Pengetahuan dengan kegiatan yang melibatkan siswa akan membuat
172 pengalaman belajar mereka lebih berarti. Selain itu, guru merancang
kegiatan belajar yang menyenangkan seperti menyanyi dan permainan agar siswa tidak mengalami kebosanan selama kegiatan belajar mengajar
berlangsung. Pemberian pengetahuan dan sikap terkait kesiapsiagaan siswa dalam proses belajar mengajar ini sesuai dengan pendapat Triyono 2010
untuk meningkatkan pengetahuan dan sikap siswa dan guru, sekolah harus memasukkan materi terkait kesiapsiagaan bencana ke dalam proses belajar
mengajar.
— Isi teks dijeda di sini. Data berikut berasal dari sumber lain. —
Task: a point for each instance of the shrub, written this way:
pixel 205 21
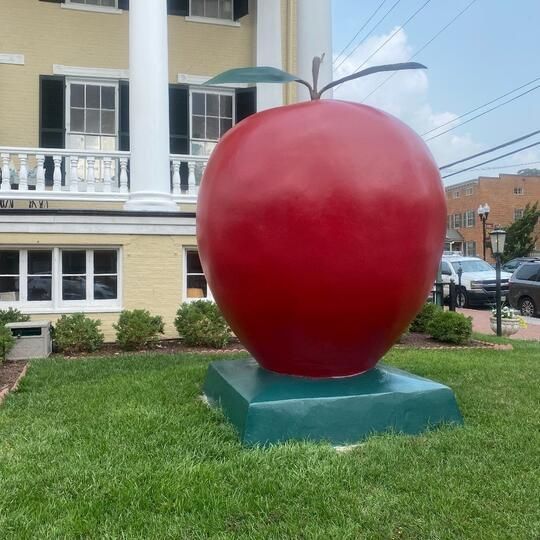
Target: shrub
pixel 138 329
pixel 201 324
pixel 421 321
pixel 450 327
pixel 7 341
pixel 12 315
pixel 77 333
Hal ini juga mengacu pada parameter pengetahuan dan sikap yang harus dimiliki oleh Sekolah Siaga Bencana.
9 Penilaian Hasil Belajar
Prosedur dan instrumen penilaian proses dan hasil belajar disesuaikan dengan indikator pencapaian kompetensi dan mengacu pada standar
penilaian. Penilaian dilakukan oleh guru terhadap hasil pembelajaran untuk mengukur tingkat pencapaian kompetensi siswa, digunakan sebagai bahan
penyusun laporan hasil kemajuan hasil belajar, dan memperbaiki proses pembelajaran. MIN Jejeran untuk penilaian hasil belajar terkait kebencanaan
tidak ada penilaian khusus namun terintegrasi dengan mata pelajaran yang disisipi. Terkait pengetahuan tentang kebencanaan, guru merancang
instrumen penilaian dengan menyisipi pertanyaan-pertanyaan sekitar materi kebencanaan namun menyatu dengan intrumen mata pelajaran yang
digunakan. Untuk mengukur penilaian sikap, guru menilai dari sikap yang ditunjukkan para siswa saat berada di lingkungan sekolah. Terkait penilaian
dari segi keterampilan dapat dilihat dari budaya yang telah terbentuk
173 disekolah ini terkait budaya siaga dan budaya aman yaitu dengan
menunjukkan selalu memarkirkan kendaraan mereka dan menata sepatu untuk selalu menghadap kearah luar. Pembiasaan ini sebagai salah satu
bentuk kesiapsiagaan warga sekolah dalam menghadapi bencana yang sewaktu-waktu bisa terjadi. Sesuai dengan tujuan pendidikan pengurangan
risiko bencana yang dikemukakan Ardito M. Kondijat 2012 yaitu menumbuhkembangkan sikap dan kepedulian terhadap risiko bencana,
meningkatkan pengetahuan dan keterampilan siaga bencana, Meningkatkan kemampuan tanggap darurat bencana. Tujuan pendidikan pengurangan
risiko bencana tersebut juga menjadi acuan MIN Jejeran dalam implementasi program Sekolah Siaga Bencana. Ini bertujuan agar para
siswa memiliki kemampuan sikap dan pemahaman dalam menghadapi bencana.